La “confessione” è un passo fuori dal peccato, accompagnato dal pentimento; però essa è caraterizzata per la “volontà di risorgere”, ossia di immedesimersi nella Risurrezione, per vivere la Risurrezione.

Se la “penitenza” comporta in sé un “secondo battesimo”, essa quindi riveste la dinamica del vivere il Battesimo.

S. Paolo scrive: “Quanti fummo battezzati in Cristo Gesù, lo fummo nella sua morte. Fummo dunque sepolti con lui grazie al battesimo nella morte, affinché, come Cristo è risorto dai morti tramite la gloria del Padre, anche noi possiamo camminare in una vita nuova”(RM 6,4). “Sepolti con lui nel battesimo, in lui foste anche risuscitati in virtù della fede nella potenza di Dio, che lo ha ridestato da morte” (Col 2,12).

La grazia della penitenza sacramentale ci riporta nella santità della risurrezione. Perciò la “confessione” non è in vista della tristezza autopunitiva (la “penitenza imposta”), ma in vista del ritorno nella gioia della risurrezione.

Risorti quindi felici in Gesù. Dalla ricezione del sacramento, donato da Gesù alla Chiesa, e dalla Chiesa al “penitente”, noi siamo riposti nella beatitudine del Signore, nella luce alla quale siamo adattati (“Voi site la luce del mondo!”).
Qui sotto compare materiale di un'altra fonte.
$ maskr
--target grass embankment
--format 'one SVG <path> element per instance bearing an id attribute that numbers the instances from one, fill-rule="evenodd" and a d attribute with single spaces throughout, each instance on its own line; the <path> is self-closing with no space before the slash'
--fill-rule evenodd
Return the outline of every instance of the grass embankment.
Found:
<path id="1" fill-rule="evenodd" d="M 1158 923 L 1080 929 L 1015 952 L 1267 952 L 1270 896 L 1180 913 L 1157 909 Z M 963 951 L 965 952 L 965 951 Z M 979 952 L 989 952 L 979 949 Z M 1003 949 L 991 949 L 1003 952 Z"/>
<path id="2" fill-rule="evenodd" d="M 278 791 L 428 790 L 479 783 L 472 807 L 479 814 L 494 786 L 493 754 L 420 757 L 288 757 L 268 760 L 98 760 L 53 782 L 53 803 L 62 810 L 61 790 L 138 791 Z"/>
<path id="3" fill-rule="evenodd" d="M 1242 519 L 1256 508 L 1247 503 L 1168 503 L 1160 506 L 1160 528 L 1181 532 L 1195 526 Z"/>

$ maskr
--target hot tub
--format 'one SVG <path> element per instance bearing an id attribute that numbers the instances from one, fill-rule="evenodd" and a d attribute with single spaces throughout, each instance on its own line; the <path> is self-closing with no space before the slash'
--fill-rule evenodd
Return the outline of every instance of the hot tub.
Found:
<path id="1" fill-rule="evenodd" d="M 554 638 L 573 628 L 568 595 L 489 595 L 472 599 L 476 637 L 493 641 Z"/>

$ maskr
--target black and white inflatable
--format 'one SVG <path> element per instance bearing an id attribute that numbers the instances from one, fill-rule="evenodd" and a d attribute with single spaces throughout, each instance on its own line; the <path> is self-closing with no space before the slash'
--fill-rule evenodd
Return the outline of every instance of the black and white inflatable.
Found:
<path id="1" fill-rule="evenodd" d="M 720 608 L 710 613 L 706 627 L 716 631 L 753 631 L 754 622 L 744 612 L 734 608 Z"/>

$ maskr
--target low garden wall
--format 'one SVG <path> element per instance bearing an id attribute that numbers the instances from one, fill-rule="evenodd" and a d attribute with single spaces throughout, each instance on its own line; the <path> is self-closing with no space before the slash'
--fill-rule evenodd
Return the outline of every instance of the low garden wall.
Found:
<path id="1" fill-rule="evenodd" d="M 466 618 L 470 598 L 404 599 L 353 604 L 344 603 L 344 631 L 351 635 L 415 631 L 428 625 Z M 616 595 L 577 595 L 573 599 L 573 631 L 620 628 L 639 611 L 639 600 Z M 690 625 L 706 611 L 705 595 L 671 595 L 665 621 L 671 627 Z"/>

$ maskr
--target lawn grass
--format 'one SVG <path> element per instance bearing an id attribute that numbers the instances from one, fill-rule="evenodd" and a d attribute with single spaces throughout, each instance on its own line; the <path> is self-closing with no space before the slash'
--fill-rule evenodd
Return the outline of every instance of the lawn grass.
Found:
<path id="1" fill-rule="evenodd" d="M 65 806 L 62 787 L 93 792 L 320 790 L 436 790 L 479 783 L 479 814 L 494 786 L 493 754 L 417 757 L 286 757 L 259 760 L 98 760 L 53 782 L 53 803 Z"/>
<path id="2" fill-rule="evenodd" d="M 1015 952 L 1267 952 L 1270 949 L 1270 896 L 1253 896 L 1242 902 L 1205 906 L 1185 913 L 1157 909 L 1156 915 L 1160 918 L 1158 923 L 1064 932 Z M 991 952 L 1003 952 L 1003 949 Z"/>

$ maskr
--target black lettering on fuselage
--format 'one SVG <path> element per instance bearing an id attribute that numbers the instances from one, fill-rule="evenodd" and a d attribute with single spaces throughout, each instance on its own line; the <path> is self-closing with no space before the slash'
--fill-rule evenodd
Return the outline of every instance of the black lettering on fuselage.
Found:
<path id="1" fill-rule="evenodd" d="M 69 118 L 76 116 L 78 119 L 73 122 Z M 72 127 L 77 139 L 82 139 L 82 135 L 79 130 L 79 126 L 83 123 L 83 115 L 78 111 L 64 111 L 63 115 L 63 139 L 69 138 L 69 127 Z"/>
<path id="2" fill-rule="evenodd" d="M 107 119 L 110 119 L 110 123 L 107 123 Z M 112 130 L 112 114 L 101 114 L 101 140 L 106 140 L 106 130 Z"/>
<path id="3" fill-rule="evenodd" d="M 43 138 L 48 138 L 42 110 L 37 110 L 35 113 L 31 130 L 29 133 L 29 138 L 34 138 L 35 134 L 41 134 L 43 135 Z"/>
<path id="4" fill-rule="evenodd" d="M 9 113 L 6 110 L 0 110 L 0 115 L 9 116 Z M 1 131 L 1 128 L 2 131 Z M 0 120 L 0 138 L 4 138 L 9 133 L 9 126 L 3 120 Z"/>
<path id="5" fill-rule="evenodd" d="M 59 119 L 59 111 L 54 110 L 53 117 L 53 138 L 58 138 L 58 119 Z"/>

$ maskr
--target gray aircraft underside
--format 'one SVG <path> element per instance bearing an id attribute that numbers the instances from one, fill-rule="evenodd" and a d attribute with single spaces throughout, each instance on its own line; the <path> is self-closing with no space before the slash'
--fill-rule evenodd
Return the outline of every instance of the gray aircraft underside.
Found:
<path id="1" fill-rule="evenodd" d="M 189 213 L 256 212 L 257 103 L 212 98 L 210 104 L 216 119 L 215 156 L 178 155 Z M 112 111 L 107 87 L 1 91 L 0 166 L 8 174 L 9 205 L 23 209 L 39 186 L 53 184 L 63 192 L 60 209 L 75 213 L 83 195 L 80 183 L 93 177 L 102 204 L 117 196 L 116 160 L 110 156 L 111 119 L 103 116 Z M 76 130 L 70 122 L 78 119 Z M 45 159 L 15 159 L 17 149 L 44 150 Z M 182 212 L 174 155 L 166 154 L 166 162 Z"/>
Perciò la preparazione al ricevere il sacramento luminoso della riconciliazione può soffermarsi sulla deviazione del peccato. Soprattutto però deve porre in evidenza la beatitudine della grazia. Perciò l’”esame di coscienza”, di indole tipica della psicologia, deve lasciare ampio spazio alla presentazione delle beatitudini, che sono la base dell’etica cristica e cristiana.

La prospettiva delle beatitudini (la gioia del ritorno al Padre, dove si “mangia nella festa”), è la gioia rinnovata, ridonata.